We tried 8 internet-breaking makeup remover hacks for every skin type, and the votes are in
Our Tweak writers sacrificed their faces for this honourable cause, so you don’t have to
As life inches towards normalcy, and we’re cautiously venturing out of our homes to socially-distanced brunches and post-vaccine birthday parties, you can spot the Carpe Diem in the air. Peek into your favourite neighbourhood restaurant on a Saturday night, and you’re likely to see fresh-faced, mask-free people indulging in good food and even better alcohol. This newfound feeling of freedom has also unearthed a treasure that we’d stashed away in the dingy corner of our wardrobe — our makeup kits. Because who knows when life will end so why save that Charlotte Tilbury lipstick for the aliens who will probably invade the planet soon?
On one hand, we’re itching to raid our makeup kits and use every expensive product that lay untouched for months. But when it comes to taking it off, the pandemic laziness kicks in. Numerous pillowcases and bedsheets have faced the brunt of this.
To cope, we decided to put our doomscrolling on Instagram to good use and try out all the whacky, DIY hacks people use to remove their sharpie-like liners and smudge-proof lipsticks after having a night…err, day out. Our Tweak writers sacrificed their faces for this honourable cause, so you don’t have to.
We turned to homemade versions of makeup removers like honey mixed with baking soda and coconut oil that may or may not require you to scrub your face raw.
We tried and tested 8 DIY makeup removers
For those who think their skin isn’t clean until they scrub it
Honey+ baking soda
IG reels promise that this mask of honey and baking soda will be a great cleansing and exfoliating agent to take off stubborn makeup because of honey’s antibacterial and humectant properties, and baking soda’s skin cleansing effect.
Although it did remove our digital writer Rishika Singh’s makeup successfully, it also ended up giving her sensitive skin a smattering of zits.
“Yes, I know all the skincare aficionados out there will say the joke’s on me for using a scrub on my sensitive skin, but what can I say? I was feeling hazardously adventurous,” she says.
Unless you too want to end up with a bucketful of pimples on your face too, Dr Madhulika Mhatre, consultant dermatologist at Wockhardt Hospital, says, “Always do a small test patch behind your ear or on your neck area to see if it suits your skin. People with sensitive or dry skin should avoid this form of makeup removal as it may cause irritation.”
- 1 tbsp of your choice of raw honey
- 1 tsp baking soda
- Mix and massage the mask onto your face. Let it sit for 5 to 10 minutes, and then rinse off with warm water and a cloth.
Tweak Tip: This method should not be used on the delicate skin around your eyes.
You will love this
Brown sugar+ vegetable oil
According to the makeup blogger community of YouTube, a mixture of brown sugar and vegetable oil is the Taimur Ali Khan of homemade scrubs.

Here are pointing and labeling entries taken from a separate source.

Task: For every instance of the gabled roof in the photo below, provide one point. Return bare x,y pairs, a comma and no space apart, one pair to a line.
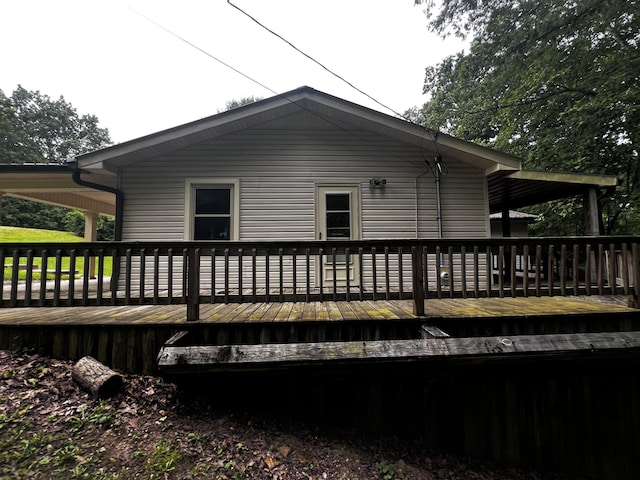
302,99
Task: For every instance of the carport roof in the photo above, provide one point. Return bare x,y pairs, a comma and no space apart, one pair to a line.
53,184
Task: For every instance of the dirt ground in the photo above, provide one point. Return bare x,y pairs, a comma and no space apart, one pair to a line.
52,429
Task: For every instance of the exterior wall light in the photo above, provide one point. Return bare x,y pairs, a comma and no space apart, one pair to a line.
377,182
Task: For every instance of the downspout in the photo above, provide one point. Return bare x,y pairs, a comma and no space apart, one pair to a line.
75,175
437,174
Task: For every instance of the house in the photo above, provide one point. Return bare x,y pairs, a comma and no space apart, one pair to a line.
306,165
263,193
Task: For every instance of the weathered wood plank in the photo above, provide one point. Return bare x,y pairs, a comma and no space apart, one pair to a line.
394,350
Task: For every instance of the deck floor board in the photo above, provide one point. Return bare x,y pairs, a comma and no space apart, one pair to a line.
382,310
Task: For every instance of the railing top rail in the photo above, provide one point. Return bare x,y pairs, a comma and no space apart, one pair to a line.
313,245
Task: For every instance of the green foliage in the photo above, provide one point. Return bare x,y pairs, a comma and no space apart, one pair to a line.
386,471
231,104
36,129
39,129
31,235
553,82
163,459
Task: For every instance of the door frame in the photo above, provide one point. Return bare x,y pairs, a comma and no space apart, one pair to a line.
353,190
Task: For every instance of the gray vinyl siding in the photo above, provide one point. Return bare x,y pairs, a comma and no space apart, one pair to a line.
279,167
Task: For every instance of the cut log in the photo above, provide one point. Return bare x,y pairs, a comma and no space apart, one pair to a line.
96,378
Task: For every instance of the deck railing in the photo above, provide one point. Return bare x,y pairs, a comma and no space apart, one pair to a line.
192,273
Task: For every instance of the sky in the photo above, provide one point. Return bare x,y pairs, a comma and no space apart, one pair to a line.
123,61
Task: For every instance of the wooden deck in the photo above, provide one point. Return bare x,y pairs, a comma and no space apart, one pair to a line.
329,311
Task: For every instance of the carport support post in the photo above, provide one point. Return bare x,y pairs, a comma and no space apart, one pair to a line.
418,280
91,235
193,287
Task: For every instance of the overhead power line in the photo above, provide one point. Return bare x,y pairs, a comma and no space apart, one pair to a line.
182,39
314,60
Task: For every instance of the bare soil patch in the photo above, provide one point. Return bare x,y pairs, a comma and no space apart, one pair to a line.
50,429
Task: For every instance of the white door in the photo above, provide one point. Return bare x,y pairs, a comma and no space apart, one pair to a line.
338,219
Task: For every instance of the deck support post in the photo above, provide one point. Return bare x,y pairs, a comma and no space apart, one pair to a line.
193,285
418,280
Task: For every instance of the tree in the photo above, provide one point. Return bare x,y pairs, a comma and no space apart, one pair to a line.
36,129
231,104
554,82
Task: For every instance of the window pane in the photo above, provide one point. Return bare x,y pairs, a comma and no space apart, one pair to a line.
213,200
338,201
338,220
212,228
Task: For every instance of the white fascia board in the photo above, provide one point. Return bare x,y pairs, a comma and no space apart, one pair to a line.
582,179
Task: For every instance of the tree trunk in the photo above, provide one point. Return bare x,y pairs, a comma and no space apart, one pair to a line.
96,378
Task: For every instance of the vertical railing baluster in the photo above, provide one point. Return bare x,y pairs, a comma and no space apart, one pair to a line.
185,275
400,273
488,262
550,270
576,268
29,278
127,285
624,259
240,274
86,269
563,269
635,272
226,275
44,259
335,275
438,273
143,266
360,274
3,263
213,275
100,279
58,274
451,273
15,270
374,273
281,274
417,272
72,277
463,270
600,269
588,268
613,279
425,268
295,274
308,274
267,276
348,261
386,273
513,259
476,271
501,271
526,267
170,275
321,273
156,276
254,275
193,284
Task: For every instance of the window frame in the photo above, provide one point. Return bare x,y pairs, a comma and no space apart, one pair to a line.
193,184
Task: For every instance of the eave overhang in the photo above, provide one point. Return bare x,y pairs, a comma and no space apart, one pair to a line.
327,107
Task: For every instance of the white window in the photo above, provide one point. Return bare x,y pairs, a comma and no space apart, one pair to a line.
212,210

Singh says, “This scrub was considerably less harsh than its counterpart, but the friction from the brown sugar granules still caused a slight irritation. No more physical scrubs for me from now on.”
Mhatre says that brown sugar, being a mechanical exfoliant, can act as an irritant for people with dry and sensitive skin.
She added that acne-prone people should steer clear of using oils on their faces. “If you have acne-prone skin, using any kind of oil on the face may aggravate it”
- 1 tbsp. brown sugar
- 2 tbsp. coconut oil
- Combine the brown sugar, vegetable oil in a jar using a spoon or stir stick. Apply to the skin in very gentle circular motions using your hands or a brush.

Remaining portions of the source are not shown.